Idunn
Prononciation : « I-dun » — i bref, u long, n final prononcé
Signification
Idunn vient du vieux norrois Iðunn, composé de ið — de nouveau, encore — et unnr — celui qui aime, qui chérit. Idunn est donc celle qui aime de nouveau, celle qui renouvelle. C’est un prénom de renaissance et de régénération — une promesse de recommencement perpétuel inscrite dans l’étymologie.
Les pommes d’or
Dans la mythologie nordique, Iðunn est la gardienne d’un coffre de pommes d’or que les dieux Ases mangent pour rester jeunes et immortels.
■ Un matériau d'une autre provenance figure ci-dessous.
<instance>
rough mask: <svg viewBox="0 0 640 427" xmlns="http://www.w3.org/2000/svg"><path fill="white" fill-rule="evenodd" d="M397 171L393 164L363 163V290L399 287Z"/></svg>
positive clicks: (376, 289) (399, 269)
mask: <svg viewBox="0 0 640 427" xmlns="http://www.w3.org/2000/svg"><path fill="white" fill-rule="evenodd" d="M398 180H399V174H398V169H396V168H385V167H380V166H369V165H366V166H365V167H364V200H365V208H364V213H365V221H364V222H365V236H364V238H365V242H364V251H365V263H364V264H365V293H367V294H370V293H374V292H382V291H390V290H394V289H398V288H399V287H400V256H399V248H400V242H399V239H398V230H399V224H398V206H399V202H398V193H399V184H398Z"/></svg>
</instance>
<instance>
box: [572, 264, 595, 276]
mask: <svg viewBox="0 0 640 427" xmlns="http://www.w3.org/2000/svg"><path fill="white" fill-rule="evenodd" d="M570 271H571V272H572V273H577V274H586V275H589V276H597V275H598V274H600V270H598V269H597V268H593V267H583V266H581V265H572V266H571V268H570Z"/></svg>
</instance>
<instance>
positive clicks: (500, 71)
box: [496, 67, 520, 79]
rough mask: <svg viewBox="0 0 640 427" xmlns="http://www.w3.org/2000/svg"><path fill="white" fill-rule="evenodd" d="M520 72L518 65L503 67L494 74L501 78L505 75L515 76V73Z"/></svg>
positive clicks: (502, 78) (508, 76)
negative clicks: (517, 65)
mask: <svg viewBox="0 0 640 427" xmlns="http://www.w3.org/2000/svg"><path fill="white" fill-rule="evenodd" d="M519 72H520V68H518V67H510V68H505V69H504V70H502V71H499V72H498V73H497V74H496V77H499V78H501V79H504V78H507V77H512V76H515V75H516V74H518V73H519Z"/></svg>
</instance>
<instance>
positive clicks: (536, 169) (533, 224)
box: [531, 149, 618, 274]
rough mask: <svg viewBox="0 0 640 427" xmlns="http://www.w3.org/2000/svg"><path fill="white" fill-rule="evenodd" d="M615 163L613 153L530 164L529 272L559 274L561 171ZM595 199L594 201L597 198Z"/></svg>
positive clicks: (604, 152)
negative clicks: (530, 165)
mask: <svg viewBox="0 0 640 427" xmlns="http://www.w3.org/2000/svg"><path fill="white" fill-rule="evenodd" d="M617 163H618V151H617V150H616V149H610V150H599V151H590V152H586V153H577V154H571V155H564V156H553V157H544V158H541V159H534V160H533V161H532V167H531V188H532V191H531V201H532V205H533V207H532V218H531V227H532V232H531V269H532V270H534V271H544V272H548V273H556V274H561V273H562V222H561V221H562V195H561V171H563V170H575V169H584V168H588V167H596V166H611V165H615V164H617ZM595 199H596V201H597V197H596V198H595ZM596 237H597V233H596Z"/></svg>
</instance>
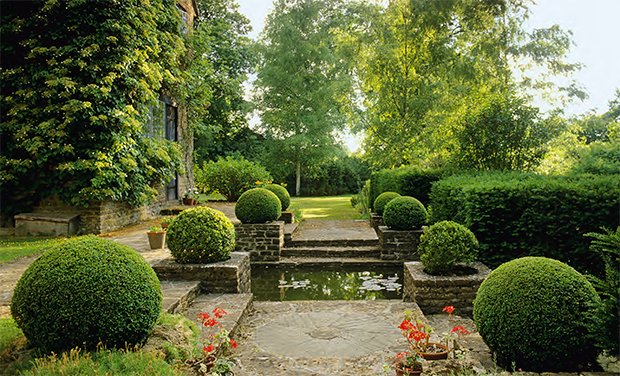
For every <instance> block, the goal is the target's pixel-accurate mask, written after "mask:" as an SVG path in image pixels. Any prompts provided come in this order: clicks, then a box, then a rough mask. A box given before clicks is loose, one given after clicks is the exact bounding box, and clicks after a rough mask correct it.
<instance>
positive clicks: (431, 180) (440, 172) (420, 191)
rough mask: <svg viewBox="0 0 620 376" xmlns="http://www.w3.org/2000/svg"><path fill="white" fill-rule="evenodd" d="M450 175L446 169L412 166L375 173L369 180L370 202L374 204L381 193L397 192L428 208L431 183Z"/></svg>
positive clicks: (437, 180) (392, 169) (396, 168)
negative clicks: (415, 199) (430, 168)
mask: <svg viewBox="0 0 620 376" xmlns="http://www.w3.org/2000/svg"><path fill="white" fill-rule="evenodd" d="M450 174H451V171H450V170H447V169H423V168H420V167H412V166H403V167H399V168H396V169H385V170H381V171H378V172H375V173H374V174H372V176H371V178H370V192H369V193H370V202H371V203H374V202H375V200H376V199H377V197H379V195H380V194H381V193H383V192H397V193H400V194H401V195H402V196H411V197H415V198H417V199H418V200H419V201H420V202H421V203H422V204H423V205H424V206H428V205H429V202H430V199H429V194H430V192H431V187H432V185H433V183H434V182H436V181H438V180H440V179H442V178H443V177H444V176H448V175H450ZM374 209H375V208H373V210H374Z"/></svg>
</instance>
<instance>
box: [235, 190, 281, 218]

Ce n’est pas une métaphore : sans ses pommes, Thor vieillit, Odin s’affaiblit, Freya se flétrit. Idunn est la condition biologique de l’immortalité divine — non pas une déesse de la guerre ou de la sagesse, mais quelque chose de plus fondamental : celle sans qui tout le reste s’effondre.
C’est une position de pouvoir absolument singulière dans le panthéon nordique. Idunn ne combat pas. Elle ne prophétise pas. Elle garde.
L’enlèvement
Le mythe central est celui de son enlèvement, raconté dans le Haustlöng — un poème skaldique du IXe siècle, l’une de nos plus anciennes sources sur la mythologie nordique. Loki, piégé par le géant Þjazi sous peine de mort, accepte de lui livrer Idunn et ses pommes. Il convainc la déesse de sortir d’Ásgarðr sous un prétexte — aller voir des pommes sauvages qu’il aurait découvertes — et Þjazi, transformé en aigle, l’enlève en plein vol.
Les dieux commencent alors à vieillir visiblement. Leurs cheveux blanchissent, leur peau se ride, leur force décline. La panique s’installe. Ils capturent Loki et lui imposent un ultimatum : ramener Idunn ou mourir. Loki emprunte le manteau de plumes de Freya, se transforme en faucon, vole jusqu’au repaire de Þjazi, transforme Idunn en noix et l’emporte dans ses serres. Þjazi, redevenu aigle, se lance à sa poursuite — et les dieux l’attendent avec des torches aux remparts d’Ásgarðr. Ils l’incendient. Il tombe.
La fragilité des immortels
Ce mythe dit quelque chose d’inhabituel sur les dieux nordiques : ils ne sont pas invulnérables. Leur immortalité est conditionnelle, entretenue, fragile. Elle dépend d’une femme, d’un coffre, de pommes. Les dieux grecs boivent l’ambroisie — une substance magique. Les dieux nordiques, eux, mangent des fruits gardés par une déesse qui peut être enlevée par ruse.
Cette vulnérabilité structurelle traverse toute la mythologie nordique — c’est la même logique qui mène au Ragnarök. Les dieux savent qu’ils mourront. Ils continuent quand même.
Idunn aujourd’hui
Courant en Norvège et en Islande, rare en France. Un prénom lumineux et discret — pour celles qui portent quelque chose d’essentiel sans avoir besoin de le montrer.
Personnages historiques & mythologiques
Déesse de la jeunesse dans la mythologie nordique, épouse du scalde divin Bragi. Elle garde dans un coffre les pommes d'or que les dieux Ases mangent pour rester jeunes et immortels. Sans elle, les dieux vieillissent et s'affaiblissent irrémédiablement — sa présence est la condition de l'immortalité divine.
Le mythe de son enlèvement est raconté dans le *Haustlöng*, un poème skaldique du IXe siècle attribué à Þjóðólfr de Hvinir — l'une des plus anciennes sources de la mythologie nordique. Ce poème décrit en détail comment Loki livre Idunn au géant Þjazi, et comment les dieux la récupèrent après que les Ases menacent Loki de mort.